You see, I love cooking.
It is something I find very relaxing. But I don’t talk about it that much so I’m going to change that, and today I’ll share with you a recipe I got from Hemingway. That’s right, Ernest Hemingway. The author of my all-time favorite short story, The Old Man and the Sea.
Well, I bet the recipe’s authorship is apocryphal. Hemingway never really ate; he just drank.
I’ll still share the recipe with you because it is super good, even if Hemingway didn’t create it.
But first, a story.
I pulled my best Hemingway this weekend when I approached my local butcher and asked him, “hey, duuude, do you carry lamb shanks?”
“No. But I can order them.”
“Hmmm yeah… why don’t we do that?” I told him, lowering the octaves of my voice.
“How many do you want?” I couldn’t remember how many the recipe book I was using called for. I didn’t want to say that to my manly friend across the butcher counter, so I pretended to be pensive while I considered how many people I wanted to feed with my feast while remembering the picture of the finished recipe I left back at home.
“Why don’t we go with four?” I said, surprised at how low I can get my voice when acting manly.
“Do you want them cracked at the bone?”
“Well, maybe if I knew what you were talking about, I could answer the question, you silly man you.”
“It brings out the flavor, and you get some of the bone marrow.”
Ahhhh, bone marrow. When bone marrow is an option, the answer is always a yes when pretending to be a foodie. If it is listed on the menu, you must order it because you don’t want your bon vivant comrades to doubt your status as a connoisseur of fine foods.
No one really knows how to feel about it, but we all know that we must like it. Bone marrow is the virtue signaler of the culinary world.
So my answer was a yes.
And at least, it is not parsley — which is the biggest prank of all times in humanity because it’s called for in every single Mediterranean recipe, but we act like it doesn’t taste like squeezed old sponge water.

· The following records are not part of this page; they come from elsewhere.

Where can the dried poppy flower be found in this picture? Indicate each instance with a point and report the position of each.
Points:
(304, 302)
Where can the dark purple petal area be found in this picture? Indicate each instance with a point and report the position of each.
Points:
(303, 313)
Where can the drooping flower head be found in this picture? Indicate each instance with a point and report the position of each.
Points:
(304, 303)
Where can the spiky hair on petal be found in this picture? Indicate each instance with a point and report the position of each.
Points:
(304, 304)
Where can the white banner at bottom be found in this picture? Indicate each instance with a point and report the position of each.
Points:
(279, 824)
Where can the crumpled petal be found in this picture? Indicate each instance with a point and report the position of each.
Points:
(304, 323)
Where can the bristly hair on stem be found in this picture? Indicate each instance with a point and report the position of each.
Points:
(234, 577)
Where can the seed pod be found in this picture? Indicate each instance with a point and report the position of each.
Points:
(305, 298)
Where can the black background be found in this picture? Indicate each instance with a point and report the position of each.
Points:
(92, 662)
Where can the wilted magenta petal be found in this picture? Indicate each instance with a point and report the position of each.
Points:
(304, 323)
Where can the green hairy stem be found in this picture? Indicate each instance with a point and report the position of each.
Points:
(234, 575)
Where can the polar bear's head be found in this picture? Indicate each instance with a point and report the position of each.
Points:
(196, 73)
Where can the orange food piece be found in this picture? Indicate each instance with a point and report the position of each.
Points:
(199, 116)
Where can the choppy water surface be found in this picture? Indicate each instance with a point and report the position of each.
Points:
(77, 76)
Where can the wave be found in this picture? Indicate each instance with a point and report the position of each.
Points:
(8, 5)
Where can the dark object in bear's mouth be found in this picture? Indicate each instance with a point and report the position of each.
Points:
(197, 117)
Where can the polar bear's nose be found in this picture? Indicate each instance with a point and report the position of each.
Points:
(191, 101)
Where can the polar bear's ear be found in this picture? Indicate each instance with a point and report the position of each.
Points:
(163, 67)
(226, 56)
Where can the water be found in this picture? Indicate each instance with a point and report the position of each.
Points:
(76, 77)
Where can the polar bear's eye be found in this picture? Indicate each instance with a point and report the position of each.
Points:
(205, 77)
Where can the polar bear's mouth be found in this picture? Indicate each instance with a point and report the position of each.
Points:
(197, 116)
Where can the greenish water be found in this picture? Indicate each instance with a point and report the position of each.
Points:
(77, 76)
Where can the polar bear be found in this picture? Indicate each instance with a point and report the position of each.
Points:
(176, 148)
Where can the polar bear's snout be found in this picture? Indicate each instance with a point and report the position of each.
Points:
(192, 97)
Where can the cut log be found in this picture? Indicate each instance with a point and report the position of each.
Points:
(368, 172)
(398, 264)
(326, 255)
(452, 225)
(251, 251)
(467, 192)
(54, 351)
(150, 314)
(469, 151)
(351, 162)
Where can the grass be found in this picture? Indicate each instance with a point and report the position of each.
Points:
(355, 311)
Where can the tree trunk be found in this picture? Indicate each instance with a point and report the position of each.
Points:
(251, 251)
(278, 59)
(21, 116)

“Okay, I’ll call you when I have it.” The butcher finished the conversation matter of factly, so I headed over to the dairy counter to find my coconut milk yogurts.
“Sounds good, brother man! Cheers to being manly.” Which I think was the way Hemingway used to say goodbye.
Today I got the call.
I drove to get my shanks and checked in at the counter. They brought the bag out, and it was huge.

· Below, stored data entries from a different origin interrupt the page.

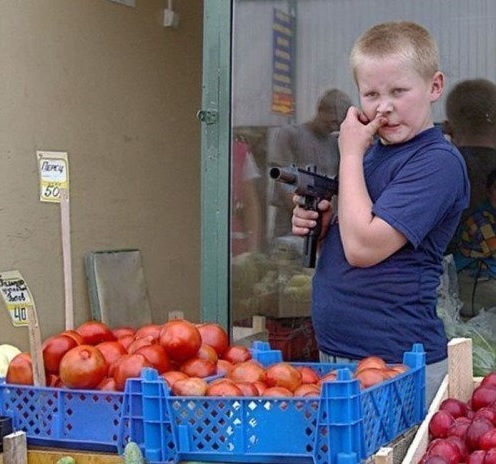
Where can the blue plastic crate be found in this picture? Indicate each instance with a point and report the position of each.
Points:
(344, 425)
(59, 417)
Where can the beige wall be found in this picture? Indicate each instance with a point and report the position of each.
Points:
(119, 92)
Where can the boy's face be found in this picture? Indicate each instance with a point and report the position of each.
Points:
(390, 88)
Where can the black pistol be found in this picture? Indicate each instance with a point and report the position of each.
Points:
(313, 188)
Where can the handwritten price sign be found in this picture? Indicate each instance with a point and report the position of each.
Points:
(16, 296)
(54, 174)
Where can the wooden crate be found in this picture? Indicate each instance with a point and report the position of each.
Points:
(459, 383)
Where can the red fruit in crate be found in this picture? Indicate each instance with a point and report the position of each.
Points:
(20, 370)
(119, 332)
(308, 375)
(440, 423)
(375, 362)
(475, 430)
(282, 374)
(171, 376)
(148, 330)
(224, 367)
(488, 440)
(476, 457)
(157, 357)
(111, 351)
(490, 457)
(207, 352)
(94, 332)
(370, 377)
(446, 449)
(192, 386)
(277, 392)
(307, 389)
(489, 380)
(459, 427)
(488, 412)
(83, 366)
(127, 367)
(455, 407)
(247, 388)
(236, 354)
(482, 396)
(214, 335)
(53, 349)
(139, 342)
(73, 334)
(198, 367)
(223, 387)
(248, 371)
(181, 339)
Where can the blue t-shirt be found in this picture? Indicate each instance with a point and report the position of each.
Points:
(420, 188)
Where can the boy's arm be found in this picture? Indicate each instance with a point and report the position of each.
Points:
(367, 239)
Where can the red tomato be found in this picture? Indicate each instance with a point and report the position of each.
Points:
(128, 366)
(237, 354)
(83, 366)
(248, 371)
(283, 374)
(119, 332)
(181, 339)
(198, 367)
(20, 370)
(171, 376)
(152, 330)
(111, 351)
(95, 332)
(72, 333)
(139, 342)
(214, 335)
(157, 357)
(53, 349)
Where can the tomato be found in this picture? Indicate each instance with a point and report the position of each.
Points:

“Whoa! Hey! I didn’t ask for the entire lamb.” I waited three seconds and added for effect, “Goddamn it!”
“Four shanks, right?”
“Yeah, four shanks.”
“This is it.”
“Okay.” I looked at it, confused, and said goodbye. “Thank you, brother man! Cheers to being manly.” Which to be honest, the more I say it, the more I believe it was the way Hemingway used to say goodbye.
I walked to the register, and it was more than nine pounds of lamb shank. What the fuck am I going to do with 9 pounds of shank?
I paid and walked out of the store $100 less rich, and all I could think was, “I don’t think I can fit this many shanks in my sea foam green Le Creuset.”
I do not have the appetite to eat all of them alone. Summer is around the corner, and I need to keep my figure. Looking this good with my shirt on requires a quota of sacrifice.
I will invite many mild-mannered friends to the feast so they, like me, can feel manly even though they’ve never been hunting and struggle to talk to butchers. We will laugh while eating our Osso Buko with prickly pear hard kombucha, and finish the night off with dark chocolate truffle cashew milk ice cream.
Hemingway would’ve been proud.
And now, to the recipe.
“Stop talking about recipes, put salt and pepper, and get cooking motherfucker!” That’s what Hemingway would’ve said.